If you're still HODLing like it's 2010, you might be leaving money on the table.
In a market where a single tweet or a central bank shift can trigger a 20% swing, volatility is no longer an obstacle — it's the ultimate asset.
The difference lies in approach. Instead of waiting for prices to recover, experienced traders adapt. They use volatility as a tool rather than something to fear, shifting from passive holding to active trading strategies designed for fast-moving markets.
However, trading crypto successfully requires more than reacting to price swings. It starts with clearing away outdated assumptions about how crypto trading works.

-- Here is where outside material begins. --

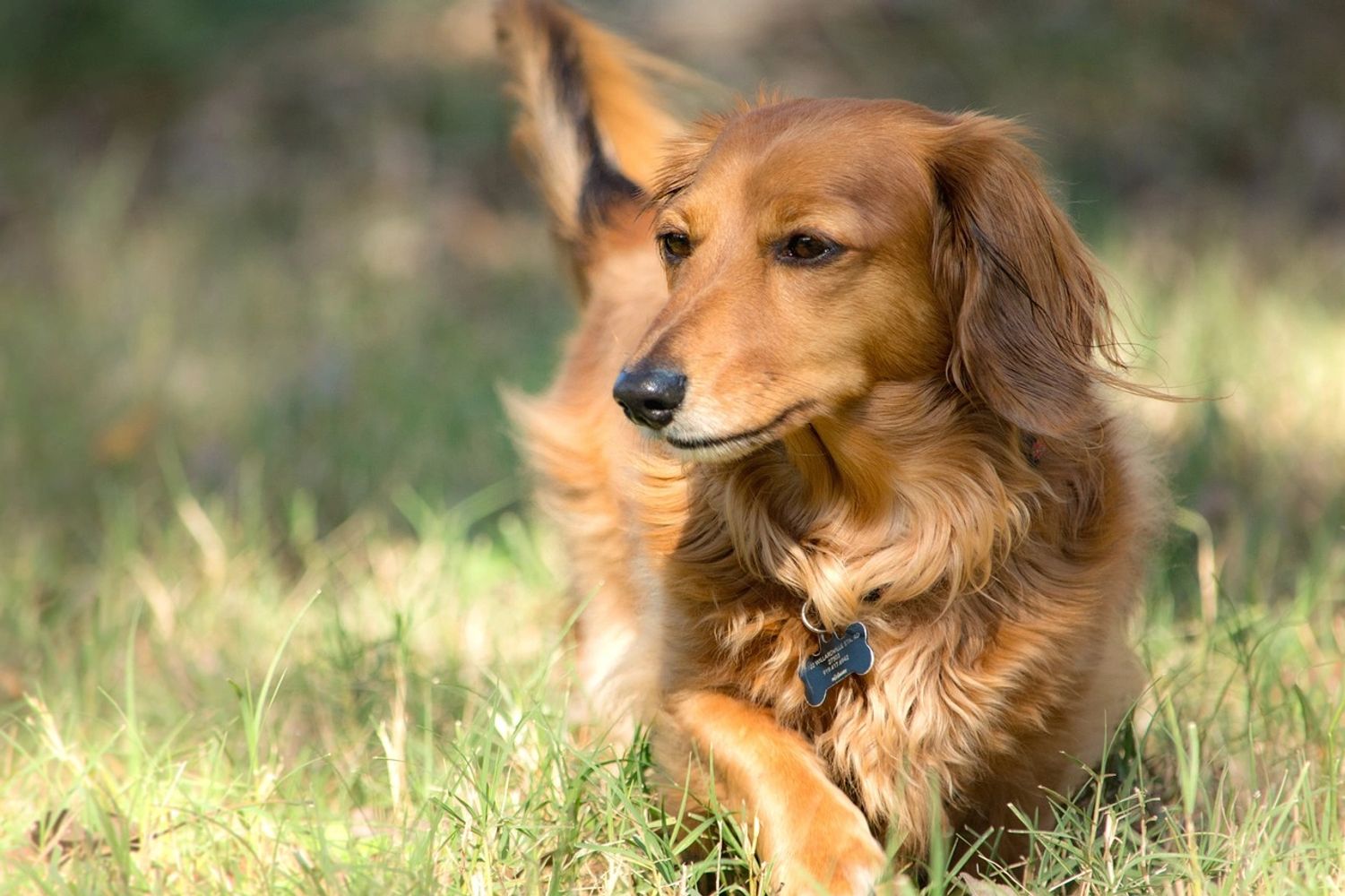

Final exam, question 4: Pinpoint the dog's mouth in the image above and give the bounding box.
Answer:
[663,398,816,461]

Before understanding strategies, platforms, or tools, traders must first move past the myths that continue to shape how the market is perceived.
Let's debunk the most persistent crypto trading myths and uncover how CFD trading offers a more flexible way to navigate this market.
Myth 1: You Must Own Crypto to Trade It
Reality:
Modern trading platforms allow you to trade cryptocurrencies without owning the underlying asset. Through CFD (contract for difference) trading, you can predict price movements in major cryptocurrencies like BTCUSD, ETHUSD, and SOLUSD, whether prices will go up or go down.
This means you don’t have to worry about things like wallets, private keys, or blockchain transfers, making crypto trading more accessible for beginners who want exposure without technical complexity.
Example:
Imagine you think Bitcoin’s price is going to rise. You can go long on Bitcoin by buying a CFD through VT Markets, which means you’ll profit if the price increases. Alternatively, if you expect the price to drop, you can go short and potentially profit from the decline. In both cases, you don’t need to own the actual Bitcoin, just trade based on its price movement, making it easier for you to take advantage of both rising and falling markets without the hassle of handling wallets or transfers.